Critics’ Picks

Untitled, 1971.


Jannis Kounellis

Palazzo Donnaregina, via Settembrini, 79
April 22–September 18

Arte povera was never an art simply to look at, but to experience with every sense, and this rich Jannis Kounellis retrospective exemplifies the ways in which the Italian movement went beyond a Minimalist preoccupation with the visual apprehension of form and process. From the tannic scent of coffee meted out on a column of iron scales, to the colorful notes of a Bach sonata played live by a cellist, to the searing heat thrown by dozens of lit propane torches, Kounellis’s works perform a Brechtian assault on the senses from the first step into the galleries.

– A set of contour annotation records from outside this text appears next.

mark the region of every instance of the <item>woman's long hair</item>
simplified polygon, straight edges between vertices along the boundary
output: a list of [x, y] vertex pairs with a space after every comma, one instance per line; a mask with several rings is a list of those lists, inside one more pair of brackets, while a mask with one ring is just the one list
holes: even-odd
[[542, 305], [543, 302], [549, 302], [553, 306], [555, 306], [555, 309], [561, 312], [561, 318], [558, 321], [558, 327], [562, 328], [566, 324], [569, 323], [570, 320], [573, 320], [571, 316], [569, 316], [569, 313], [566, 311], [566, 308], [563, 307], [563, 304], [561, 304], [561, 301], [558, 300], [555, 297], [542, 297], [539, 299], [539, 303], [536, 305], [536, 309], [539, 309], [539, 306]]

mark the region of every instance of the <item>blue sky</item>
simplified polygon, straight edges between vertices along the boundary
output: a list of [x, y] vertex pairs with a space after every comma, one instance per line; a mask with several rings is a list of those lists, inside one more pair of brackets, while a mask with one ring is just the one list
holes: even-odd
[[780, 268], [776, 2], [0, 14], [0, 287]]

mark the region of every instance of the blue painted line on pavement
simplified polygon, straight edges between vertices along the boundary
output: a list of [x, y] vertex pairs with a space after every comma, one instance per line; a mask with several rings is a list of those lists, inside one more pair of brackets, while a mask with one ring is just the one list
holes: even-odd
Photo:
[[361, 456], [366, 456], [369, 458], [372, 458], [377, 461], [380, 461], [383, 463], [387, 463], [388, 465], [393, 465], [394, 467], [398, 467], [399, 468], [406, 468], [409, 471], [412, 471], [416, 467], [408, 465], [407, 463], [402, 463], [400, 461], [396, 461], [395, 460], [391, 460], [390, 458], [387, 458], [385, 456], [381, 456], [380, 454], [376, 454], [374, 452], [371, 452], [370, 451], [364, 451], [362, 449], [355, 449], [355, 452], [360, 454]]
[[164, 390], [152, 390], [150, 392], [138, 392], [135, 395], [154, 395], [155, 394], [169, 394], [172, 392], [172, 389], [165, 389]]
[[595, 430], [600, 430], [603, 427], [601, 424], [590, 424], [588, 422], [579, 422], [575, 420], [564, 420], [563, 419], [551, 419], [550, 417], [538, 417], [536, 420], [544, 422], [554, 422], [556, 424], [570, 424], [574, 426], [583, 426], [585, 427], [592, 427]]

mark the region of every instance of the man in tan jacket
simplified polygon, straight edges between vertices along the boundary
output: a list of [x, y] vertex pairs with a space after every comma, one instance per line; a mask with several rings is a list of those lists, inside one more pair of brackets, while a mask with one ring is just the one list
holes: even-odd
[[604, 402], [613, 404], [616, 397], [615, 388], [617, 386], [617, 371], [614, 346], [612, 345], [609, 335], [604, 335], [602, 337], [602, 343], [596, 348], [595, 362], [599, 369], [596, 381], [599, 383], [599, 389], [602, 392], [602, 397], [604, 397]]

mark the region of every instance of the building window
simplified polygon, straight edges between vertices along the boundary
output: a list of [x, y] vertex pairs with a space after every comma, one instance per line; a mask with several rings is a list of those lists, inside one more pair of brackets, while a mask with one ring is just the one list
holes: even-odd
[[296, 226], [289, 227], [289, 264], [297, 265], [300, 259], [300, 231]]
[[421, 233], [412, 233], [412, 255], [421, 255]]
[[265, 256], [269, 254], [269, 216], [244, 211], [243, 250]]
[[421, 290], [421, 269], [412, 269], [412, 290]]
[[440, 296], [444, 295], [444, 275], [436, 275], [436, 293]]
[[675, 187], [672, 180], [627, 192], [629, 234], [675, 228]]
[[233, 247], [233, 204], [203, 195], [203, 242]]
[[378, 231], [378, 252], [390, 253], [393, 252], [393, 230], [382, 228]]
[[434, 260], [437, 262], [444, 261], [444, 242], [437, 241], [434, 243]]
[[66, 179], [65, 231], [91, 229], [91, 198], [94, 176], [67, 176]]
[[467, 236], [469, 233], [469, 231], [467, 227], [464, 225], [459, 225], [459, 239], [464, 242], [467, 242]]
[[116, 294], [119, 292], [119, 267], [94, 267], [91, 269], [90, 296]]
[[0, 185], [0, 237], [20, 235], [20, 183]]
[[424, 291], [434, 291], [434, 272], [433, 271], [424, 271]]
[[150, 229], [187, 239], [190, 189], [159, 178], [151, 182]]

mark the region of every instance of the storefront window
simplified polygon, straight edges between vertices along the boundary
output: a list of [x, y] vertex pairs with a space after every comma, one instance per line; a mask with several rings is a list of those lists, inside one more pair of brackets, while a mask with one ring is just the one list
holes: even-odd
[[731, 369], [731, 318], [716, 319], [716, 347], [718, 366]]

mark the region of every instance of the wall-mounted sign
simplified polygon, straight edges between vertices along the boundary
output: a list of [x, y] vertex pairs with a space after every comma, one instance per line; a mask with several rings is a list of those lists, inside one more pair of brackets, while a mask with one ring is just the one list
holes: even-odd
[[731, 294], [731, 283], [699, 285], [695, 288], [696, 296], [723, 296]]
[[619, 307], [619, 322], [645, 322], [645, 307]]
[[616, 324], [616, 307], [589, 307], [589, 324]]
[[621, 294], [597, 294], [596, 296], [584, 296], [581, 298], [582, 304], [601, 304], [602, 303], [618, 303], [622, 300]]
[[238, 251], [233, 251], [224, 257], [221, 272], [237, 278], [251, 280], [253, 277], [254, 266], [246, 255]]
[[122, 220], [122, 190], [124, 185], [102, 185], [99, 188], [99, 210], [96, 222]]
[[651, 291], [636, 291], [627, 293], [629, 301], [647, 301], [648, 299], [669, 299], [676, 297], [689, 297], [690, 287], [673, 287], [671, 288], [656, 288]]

These works oppose the self-referentiality and gestalt of contemporary primary structures. Employing such materials as musty burlap sacks of grain, rusty bed frames, burned chunks of coal, and weathered wooden tables, Kounellis instead elicits latent memories of physical experiences—a palimpsest of times and spaces beyond the gallery. Our image of the artist has been limited in recent exhibitions due to restrictions on the inclusion of live animals and to the fire hazards posed by the propane torches. Here, however, one finds the aforementioned cellist, a live parrot (tethered to a painting), a tank of fish, and twenty individually caged sparrows. Further, Kounellis stabled twelve horses in the MADRE galleries for the opening weeks, in a restaging of his famous 1969 exhibition at L’Attico gallery in Rome. This retrospective offers a rare opportunity to fully experience the confrontation of Kounellis’s bold works as they were intended.